Pero la gravedad no termina ahí. El agresor tiene solo 15 años. Un adolescente armado, convertido en sicario político. Ese dato no puede pasar inadvertido, es una herida abierta que nos conecta con el pasado más oscuro de nuestra historia reciente. Los “suizos” del cartel de Medellín.
Jóvenes de los barrios más pobres, usados como carne de cañón por Pablo Escobar para matar líderes, volar edificios y hacer estallar al país.
Un informe de la Fundación Paz y Reconciliación recordó, a propósito de este atentado, al muchacho que en 1989 condujo un bus cargado de dinamita hasta la sede del DAS. No quedó ni su cuerpo, ni el anticipo prometido. A otro lo convencieron de cargar una bomba en un avión, creyendo que haría fortuna: el avión explotó en el cielo de Soacha. 110 muertos. César Gaviria, el objetivo, nunca se subió.
Andrés Arturo Gutiérrez mató a Bernardo Jaramillo Ossa por unos pesos. No sabía quién era. Luego fue asesinado junto a su padre. Yerry, el reclutador, fue también quien mató a Carlos Pizarro dentro de un avión. La vida no valía nada. Y, por lo visto, sigue sin valer.
Fue también esa época la que desató una cacería jóvenes asesinados por policías que lo justificaban en el imaginario que se creó de llevar tenis “de marca” como una supuesta señal de ser empleados de Escobar. ¿De verdad entendemos la gravedad de lo que hoy vuelve a repetirse?
¿Qué hemos hecho como país para que el patrón se reproduzca? ¿Qué estamos corrigiendo si seguimos empujando al sicariato a adolescentes que tienen hambre?
El joven capturado lo dijo: actuó por necesidad. No es justificable, pero es real. Una realidad que ni el gobierno nacional, ni los gobiernos regionales o locales han sabido, o querido, atender.
Vivimos en un país donde las oportunidades escasean y la politiquería abunda. Donde, si no tienes padrino político, no tienes futuro. Donde los privilegios se reparten como botín y la pobreza se multiplica. En ese contexto, la violencia aparece como única opción para muchos. Y sí, claro que existe el libre albedrío y las buenas decisiones, pero no todos parten desde el mismo lugar. No todos saben lo que es dormirse con el estómago vacío o sin techo. Y desde el privilegio, es muy fácil exigir decisiones correctas.
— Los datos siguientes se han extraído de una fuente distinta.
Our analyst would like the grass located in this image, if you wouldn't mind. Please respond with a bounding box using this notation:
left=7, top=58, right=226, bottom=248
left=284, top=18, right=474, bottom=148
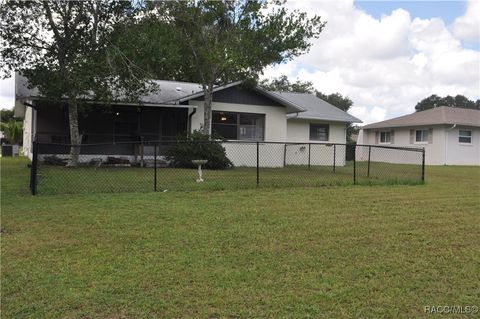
left=1, top=159, right=480, bottom=318
left=33, top=162, right=421, bottom=194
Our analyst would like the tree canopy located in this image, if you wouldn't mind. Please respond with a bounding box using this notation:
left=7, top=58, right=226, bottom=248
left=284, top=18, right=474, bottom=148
left=415, top=94, right=480, bottom=112
left=118, top=0, right=325, bottom=134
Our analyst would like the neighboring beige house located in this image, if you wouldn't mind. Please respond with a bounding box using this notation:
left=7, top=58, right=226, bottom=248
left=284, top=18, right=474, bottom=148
left=358, top=106, right=480, bottom=165
left=15, top=77, right=361, bottom=167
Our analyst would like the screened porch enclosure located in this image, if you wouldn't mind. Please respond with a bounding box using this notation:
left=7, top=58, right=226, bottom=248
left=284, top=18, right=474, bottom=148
left=36, top=103, right=188, bottom=155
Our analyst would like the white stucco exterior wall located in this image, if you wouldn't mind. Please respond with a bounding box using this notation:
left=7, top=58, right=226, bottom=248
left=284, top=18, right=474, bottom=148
left=444, top=126, right=480, bottom=165
left=285, top=119, right=346, bottom=166
left=22, top=107, right=34, bottom=159
left=189, top=100, right=287, bottom=167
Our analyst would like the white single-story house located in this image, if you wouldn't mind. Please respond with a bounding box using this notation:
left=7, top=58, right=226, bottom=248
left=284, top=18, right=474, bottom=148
left=358, top=106, right=480, bottom=165
left=15, top=76, right=361, bottom=166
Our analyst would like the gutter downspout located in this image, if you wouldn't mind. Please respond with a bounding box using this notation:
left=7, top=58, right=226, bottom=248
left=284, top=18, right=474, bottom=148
left=443, top=124, right=457, bottom=165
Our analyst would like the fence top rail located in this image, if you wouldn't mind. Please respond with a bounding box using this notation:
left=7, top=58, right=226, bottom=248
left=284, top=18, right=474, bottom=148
left=34, top=140, right=425, bottom=153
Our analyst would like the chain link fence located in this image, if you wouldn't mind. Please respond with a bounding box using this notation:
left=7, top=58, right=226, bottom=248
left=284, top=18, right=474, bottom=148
left=30, top=141, right=425, bottom=195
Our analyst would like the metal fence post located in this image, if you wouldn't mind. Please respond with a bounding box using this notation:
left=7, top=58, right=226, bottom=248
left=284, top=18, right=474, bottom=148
left=422, top=147, right=425, bottom=183
left=353, top=144, right=357, bottom=185
left=30, top=141, right=38, bottom=195
left=257, top=142, right=260, bottom=186
left=308, top=143, right=312, bottom=169
left=367, top=146, right=372, bottom=177
left=153, top=143, right=157, bottom=192
left=333, top=144, right=337, bottom=173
Este atentado no solo deja un cuerpo herido. Deja al descubierto el fracaso colectivo de un país que no aprende. Un país que llora hoy a Miguel Uribe Turbay, pero lo hace con un ojo cerrado según la camiseta política. Un país donde el odio se volvió rentable.
¿Y ahora qué? ¿Seguiremos especulando, señalando, celebrando lo que nos conviene y negando lo que no? ¿Seguiremos incendiando las redes sociales mientras se extingue la fe en el otro?
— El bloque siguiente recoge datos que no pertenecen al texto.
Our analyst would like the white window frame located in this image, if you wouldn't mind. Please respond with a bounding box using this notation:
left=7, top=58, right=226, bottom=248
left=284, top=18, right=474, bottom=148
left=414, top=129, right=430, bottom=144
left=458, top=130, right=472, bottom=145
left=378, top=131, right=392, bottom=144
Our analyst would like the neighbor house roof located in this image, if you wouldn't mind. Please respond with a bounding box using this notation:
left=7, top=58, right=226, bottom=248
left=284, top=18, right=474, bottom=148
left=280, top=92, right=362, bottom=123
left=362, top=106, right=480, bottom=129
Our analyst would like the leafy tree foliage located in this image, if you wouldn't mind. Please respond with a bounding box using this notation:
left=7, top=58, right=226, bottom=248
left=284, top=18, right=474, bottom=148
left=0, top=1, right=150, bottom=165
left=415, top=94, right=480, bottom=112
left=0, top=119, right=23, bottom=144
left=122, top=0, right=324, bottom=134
Se avecinan elecciones difíciles. Muy difíciles. Pero más allá del resultado, lo que debería preocuparnos es el país que vamos a ser antes, durante y después de votar. Porque si seguimos normalizando que niños disparen, justificando atentados y deshumanizando al adversario, entonces no estamos eligiendo entre candidatos. Estamos eligiendo entre repetir el pasado o, por fin, intentar otro camino.
Este fin de semana quedará marcado en la historia de Colombia como tantos otros. Pero aún estamos a tiempo de decidir si lo convertimos en otro capítulo de nuestra tragedia… o en un punto de quiebre.
Ojalá, de una vez por todas, este país se atreva a mirarse al espejo y cambiar.
Porque cada bala que calla una voz política es un disparo directo al corazón de nuestra democracia.